Für ein Kind mit 15 Kilogramm Körpergewicht wäre der Wert bei täglich etwa 30 Gramm beziehungsweise sechs kleinen Zimtsternen ausgeschöpft, wenn das Gebäck den gesetzlichen Höchstgehalt für saisonale zimthaltige Backwaren erreicht. Das Beispiel ist keine allgemeine Portionsangabe: Der tatsächliche Cumaringehalt schwankt und weitere Quellen kommen hinzu.
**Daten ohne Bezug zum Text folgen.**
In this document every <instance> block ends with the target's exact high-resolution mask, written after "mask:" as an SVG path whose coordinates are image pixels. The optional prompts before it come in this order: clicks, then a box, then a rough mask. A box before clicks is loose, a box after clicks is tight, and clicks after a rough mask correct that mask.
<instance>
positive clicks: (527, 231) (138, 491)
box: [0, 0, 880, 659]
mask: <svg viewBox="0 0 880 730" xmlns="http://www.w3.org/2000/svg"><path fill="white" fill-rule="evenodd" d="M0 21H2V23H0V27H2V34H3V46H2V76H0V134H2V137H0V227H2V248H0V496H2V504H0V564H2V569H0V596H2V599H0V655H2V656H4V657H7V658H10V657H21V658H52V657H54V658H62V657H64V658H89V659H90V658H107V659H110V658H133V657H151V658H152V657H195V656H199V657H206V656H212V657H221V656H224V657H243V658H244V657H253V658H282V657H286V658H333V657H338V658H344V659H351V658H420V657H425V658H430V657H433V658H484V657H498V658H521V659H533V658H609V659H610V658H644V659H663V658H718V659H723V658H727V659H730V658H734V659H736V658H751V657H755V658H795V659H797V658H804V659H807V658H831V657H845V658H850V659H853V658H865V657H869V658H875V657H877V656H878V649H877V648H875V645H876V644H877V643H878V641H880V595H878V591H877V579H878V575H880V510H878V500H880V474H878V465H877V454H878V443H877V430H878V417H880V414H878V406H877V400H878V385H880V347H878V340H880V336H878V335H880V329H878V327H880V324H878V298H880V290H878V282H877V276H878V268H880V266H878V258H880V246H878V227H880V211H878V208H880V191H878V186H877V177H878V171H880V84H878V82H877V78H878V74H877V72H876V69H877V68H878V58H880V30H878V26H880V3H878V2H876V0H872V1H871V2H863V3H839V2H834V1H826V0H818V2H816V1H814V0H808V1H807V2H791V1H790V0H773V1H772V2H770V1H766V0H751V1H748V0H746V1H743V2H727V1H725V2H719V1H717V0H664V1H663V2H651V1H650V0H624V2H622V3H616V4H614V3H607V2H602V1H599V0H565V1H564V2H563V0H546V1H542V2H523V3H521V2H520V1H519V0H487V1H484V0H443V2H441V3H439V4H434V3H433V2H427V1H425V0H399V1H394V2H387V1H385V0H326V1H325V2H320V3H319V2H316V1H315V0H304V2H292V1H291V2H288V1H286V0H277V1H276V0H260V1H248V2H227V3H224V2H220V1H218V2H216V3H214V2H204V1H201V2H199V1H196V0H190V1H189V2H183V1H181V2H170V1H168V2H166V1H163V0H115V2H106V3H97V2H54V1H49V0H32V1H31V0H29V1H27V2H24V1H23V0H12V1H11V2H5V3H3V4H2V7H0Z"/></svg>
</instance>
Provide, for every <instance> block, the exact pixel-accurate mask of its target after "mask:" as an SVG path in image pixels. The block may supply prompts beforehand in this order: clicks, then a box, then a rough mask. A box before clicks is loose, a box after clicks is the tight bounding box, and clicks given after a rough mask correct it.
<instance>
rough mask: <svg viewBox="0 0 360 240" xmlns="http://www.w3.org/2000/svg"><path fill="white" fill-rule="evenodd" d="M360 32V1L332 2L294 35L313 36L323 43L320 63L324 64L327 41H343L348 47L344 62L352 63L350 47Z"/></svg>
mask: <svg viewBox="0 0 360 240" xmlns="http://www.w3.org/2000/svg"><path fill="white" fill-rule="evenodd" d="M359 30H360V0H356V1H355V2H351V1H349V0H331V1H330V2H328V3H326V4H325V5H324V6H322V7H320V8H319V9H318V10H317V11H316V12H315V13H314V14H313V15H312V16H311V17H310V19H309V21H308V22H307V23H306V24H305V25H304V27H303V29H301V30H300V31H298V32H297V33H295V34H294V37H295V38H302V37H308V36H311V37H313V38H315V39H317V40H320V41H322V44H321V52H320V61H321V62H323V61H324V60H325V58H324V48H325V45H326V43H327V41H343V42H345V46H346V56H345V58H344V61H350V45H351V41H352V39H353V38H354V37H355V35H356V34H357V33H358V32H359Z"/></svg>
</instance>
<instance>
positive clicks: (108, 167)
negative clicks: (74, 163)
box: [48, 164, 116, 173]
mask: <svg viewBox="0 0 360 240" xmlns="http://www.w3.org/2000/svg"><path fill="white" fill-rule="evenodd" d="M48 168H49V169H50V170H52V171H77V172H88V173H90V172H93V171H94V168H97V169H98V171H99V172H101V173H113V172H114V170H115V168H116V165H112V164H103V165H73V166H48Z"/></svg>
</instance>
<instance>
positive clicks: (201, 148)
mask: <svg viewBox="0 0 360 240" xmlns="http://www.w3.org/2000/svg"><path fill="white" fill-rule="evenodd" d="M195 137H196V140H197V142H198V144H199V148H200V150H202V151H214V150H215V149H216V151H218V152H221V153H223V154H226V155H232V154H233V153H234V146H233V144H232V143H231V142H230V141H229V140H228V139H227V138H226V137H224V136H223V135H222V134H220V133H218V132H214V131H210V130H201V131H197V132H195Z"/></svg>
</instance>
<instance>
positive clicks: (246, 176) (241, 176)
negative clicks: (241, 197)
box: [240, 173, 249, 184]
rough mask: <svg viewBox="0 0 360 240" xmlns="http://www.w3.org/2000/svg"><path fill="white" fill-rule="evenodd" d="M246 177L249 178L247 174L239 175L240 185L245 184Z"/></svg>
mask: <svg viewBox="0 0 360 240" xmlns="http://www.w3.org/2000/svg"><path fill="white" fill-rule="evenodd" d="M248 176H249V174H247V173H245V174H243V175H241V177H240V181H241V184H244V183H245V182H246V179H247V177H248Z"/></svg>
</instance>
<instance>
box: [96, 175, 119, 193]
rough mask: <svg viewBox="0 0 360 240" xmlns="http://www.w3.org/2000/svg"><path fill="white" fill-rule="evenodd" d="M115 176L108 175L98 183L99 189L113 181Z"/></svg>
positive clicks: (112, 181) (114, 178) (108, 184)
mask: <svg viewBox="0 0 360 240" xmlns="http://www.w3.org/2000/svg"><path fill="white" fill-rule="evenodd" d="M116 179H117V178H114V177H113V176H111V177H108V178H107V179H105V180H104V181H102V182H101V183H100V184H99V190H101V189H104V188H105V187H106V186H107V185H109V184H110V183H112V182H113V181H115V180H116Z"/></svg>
Eine kurzzeitige Überschreitung über ein bis zwei Wochen bewertet das BfR als gesundheitlich unbedenklich; regelmäßig hohe Mengen sind dennoch zu vermeiden.

Für häufige oder größere Mengen Ceylon-Zimt wählen

Für zimthaltige Backwaren und Desserts gelten EU-Höchstgehalte an Cumarin, für Zimtpulver als Gewürz dagegen nicht. Wer häufig oder in größeren Mengen mit Zimt kocht und backt, sollte deshalb eindeutig gekennzeichneten Ceylon-Zimt verwenden. Bei gelegentlichen kleinen Mengen Cassia-Zimt ist nicht automatisch ein Gesundheitsrisiko zu erwarten.
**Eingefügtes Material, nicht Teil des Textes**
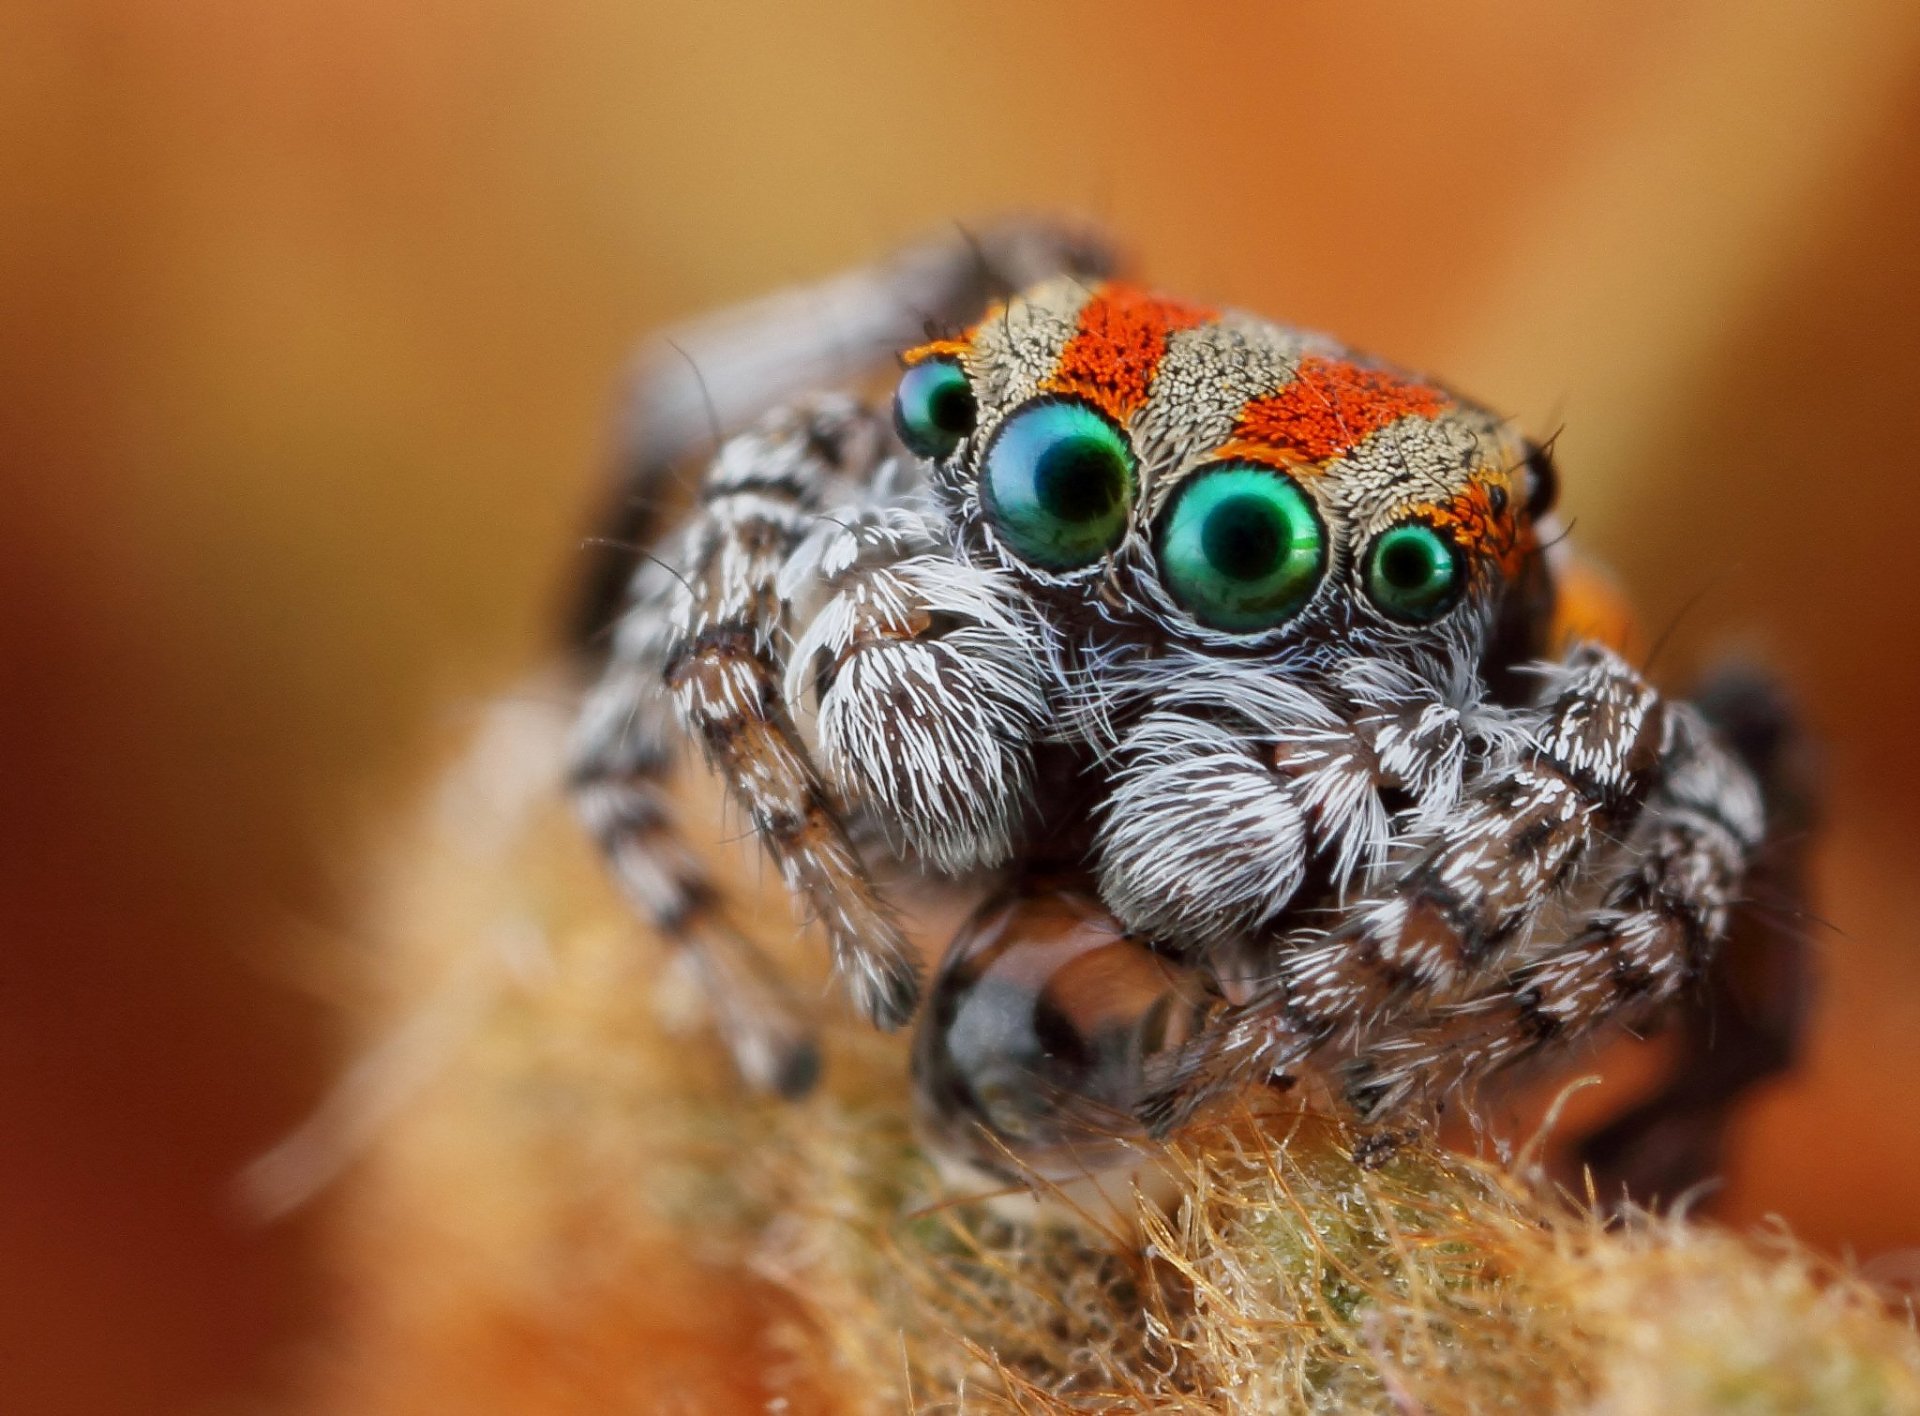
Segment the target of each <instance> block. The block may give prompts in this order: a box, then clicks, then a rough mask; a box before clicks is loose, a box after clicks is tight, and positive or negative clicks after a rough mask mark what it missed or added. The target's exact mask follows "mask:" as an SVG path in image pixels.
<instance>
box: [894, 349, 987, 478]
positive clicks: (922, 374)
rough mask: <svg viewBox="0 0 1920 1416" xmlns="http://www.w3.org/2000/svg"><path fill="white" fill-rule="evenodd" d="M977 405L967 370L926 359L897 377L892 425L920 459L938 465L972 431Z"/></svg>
mask: <svg viewBox="0 0 1920 1416" xmlns="http://www.w3.org/2000/svg"><path fill="white" fill-rule="evenodd" d="M975 414H977V405H975V403H973V388H972V386H970V384H968V382H966V370H962V368H960V365H956V363H954V361H952V359H925V361H922V363H918V365H914V366H912V368H908V370H906V372H904V374H902V376H900V388H899V389H897V391H895V395H893V426H895V428H899V432H900V441H902V443H906V445H908V447H910V449H912V451H914V453H918V455H920V457H925V459H931V460H935V462H939V460H941V459H943V457H947V455H950V453H952V451H954V449H956V447H958V445H960V439H962V437H966V436H968V434H970V432H973V418H975Z"/></svg>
Zimt trocken, dunkel und gut verschlossen lagern. Gemahlenes Gewürz verliert schneller an Aroma als Stangenware. Bei muffigem Geruch, Feuchtigkeit oder sichtbarem Schimmel entsorgen.
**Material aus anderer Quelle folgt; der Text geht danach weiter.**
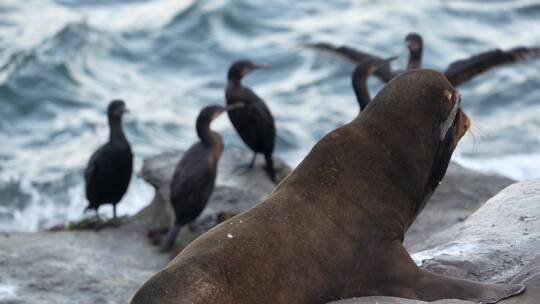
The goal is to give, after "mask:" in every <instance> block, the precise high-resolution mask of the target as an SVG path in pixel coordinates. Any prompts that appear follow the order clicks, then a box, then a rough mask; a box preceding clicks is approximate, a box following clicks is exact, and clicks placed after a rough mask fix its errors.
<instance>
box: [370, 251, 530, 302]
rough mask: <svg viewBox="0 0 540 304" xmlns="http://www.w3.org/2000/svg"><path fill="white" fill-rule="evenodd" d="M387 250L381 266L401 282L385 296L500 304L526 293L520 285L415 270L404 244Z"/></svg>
mask: <svg viewBox="0 0 540 304" xmlns="http://www.w3.org/2000/svg"><path fill="white" fill-rule="evenodd" d="M386 249H387V251H386V254H385V256H384V258H383V259H382V260H380V262H381V263H379V264H378V265H379V266H380V267H385V266H386V267H391V268H389V270H388V271H392V272H394V274H395V278H398V279H397V280H396V281H394V283H393V284H389V285H388V287H390V288H391V289H389V290H386V291H385V292H383V295H389V296H397V297H402V298H411V299H415V300H422V301H436V300H442V299H459V300H468V301H472V302H475V303H485V304H488V303H497V302H499V301H500V300H503V299H506V298H509V297H512V296H514V295H517V294H520V293H522V292H523V291H524V290H525V286H524V285H521V284H489V283H480V282H474V281H469V280H464V279H458V278H452V277H446V276H442V275H440V274H434V273H431V272H429V271H426V270H422V269H420V268H419V267H418V266H416V264H415V263H414V261H413V260H412V258H411V256H410V255H409V253H408V252H407V250H406V249H405V248H404V247H403V245H402V244H401V242H393V243H392V244H391V245H389V246H387V247H386ZM383 265H385V266H383Z"/></svg>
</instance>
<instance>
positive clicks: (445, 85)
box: [359, 69, 471, 217]
mask: <svg viewBox="0 0 540 304" xmlns="http://www.w3.org/2000/svg"><path fill="white" fill-rule="evenodd" d="M359 120H361V121H363V123H365V124H368V125H370V126H369V127H368V128H369V129H371V130H376V132H377V133H378V137H379V138H380V139H381V140H382V141H383V142H384V146H385V150H386V151H387V153H388V156H387V157H388V158H387V162H388V166H389V169H388V170H391V172H394V173H393V174H392V177H391V178H394V179H395V181H394V182H395V183H400V184H402V185H403V186H402V187H403V188H404V189H406V191H407V192H408V193H409V194H410V196H411V198H412V200H413V201H414V202H415V203H414V204H415V208H413V209H414V212H413V213H414V215H413V217H414V216H416V215H417V214H418V213H419V212H420V210H421V209H422V208H423V207H424V205H425V203H426V202H427V200H428V199H429V197H430V196H431V194H432V193H433V191H434V190H435V188H436V187H437V186H438V185H439V183H440V181H441V180H442V178H443V177H444V175H445V173H446V169H447V167H448V165H449V162H450V158H451V156H452V153H453V151H454V149H455V148H456V146H457V144H458V142H459V140H460V139H461V138H462V137H463V135H464V134H465V133H466V132H467V130H468V129H469V127H470V125H471V122H470V120H469V118H468V116H467V115H466V114H465V113H464V112H463V110H462V109H461V96H460V94H459V93H458V92H457V90H456V89H454V87H453V86H452V85H451V84H450V82H448V80H447V79H446V77H445V76H444V75H443V74H441V73H439V72H435V71H431V70H425V69H418V70H413V71H409V72H405V73H403V74H401V75H399V76H397V77H396V78H394V79H393V80H392V81H390V82H389V83H388V84H387V85H386V86H385V87H384V88H383V89H382V90H381V91H380V92H379V94H378V95H377V96H376V97H375V98H374V99H373V101H372V102H371V103H370V104H369V105H368V106H367V107H366V109H365V110H364V112H362V114H361V115H360V116H359ZM403 179H407V181H403ZM413 196H417V197H413Z"/></svg>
Redaktionell und fachlich aktualisiert: food-monitor, 11. August 2026

Quelle: Heike Kreutz, bzfe.de; Bundesinstitut für Risikobewertung / food-monitor



Rezept: Ceylon-Zimt-Milchreis mit Pflaumenkompott

Cremiger Milchreis mit Ceylon-Zimt und warmem Pflaumenkompott
Foto: food-monitor / KI

Zutaten für 4 Portionen

  • 200 g Milchreis
  • 1 l pasteurisierte Milch
  • 40 g Zucker
  • 1 TL eindeutig gekennzeichneter gemahlener Ceylon-Zimt
  • 1 Prise Salz
  • 400 g entsteinte Pflaumen, frisch oder tiefgekühlt
  • 50 ml Wasser
  • 1 EL Zitronensaft

Zubereitung

  1. Milch mit 25 g Zucker und Salz aufkochen. Milchreis einrühren und bei kleiner Hitze nach Packungsangabe etwa 25 bis 30 Minuten vollständig garen. Regelmäßig umrühren, damit nichts ansetzt.
  2. Frische Pflaumen gründlich waschen, entsteinen und in Spalten schneiden. Mit Wasser, Zitronensaft und den übrigen 15 g Zucker in einen zweiten Topf geben.
  3. Kompott aufkochen und 8 bis 10 Minuten köcheln lassen, bis die Früchte weich sind.
  4. Milchreis vom Herd nehmen, 1/2 TL Ceylon-Zimt einrühren und 5 Minuten zugedeckt ruhen lassen.
  5. Milchreis und warmes Pflaumenkompott auf vier Schalen verteilen und mit dem restlichen Ceylon-Zimt sparsam bestreuen.

Serviervorschlag: Warm als Dessert oder süße Hauptmahlzeit servieren.

Hinweis zu Allergenen und Lebensmittelsicherheit: Das Gericht enthält Milch. Nur eindeutig als Ceylon-Zimt gekennzeichnetes Pulver verwenden. Milchreis vollständig garen, Reste zügig abkühlen, abgedeckt im Kühlschrank aufbewahren und spätestens am nächsten Tag gründlich erhitzt verzehren.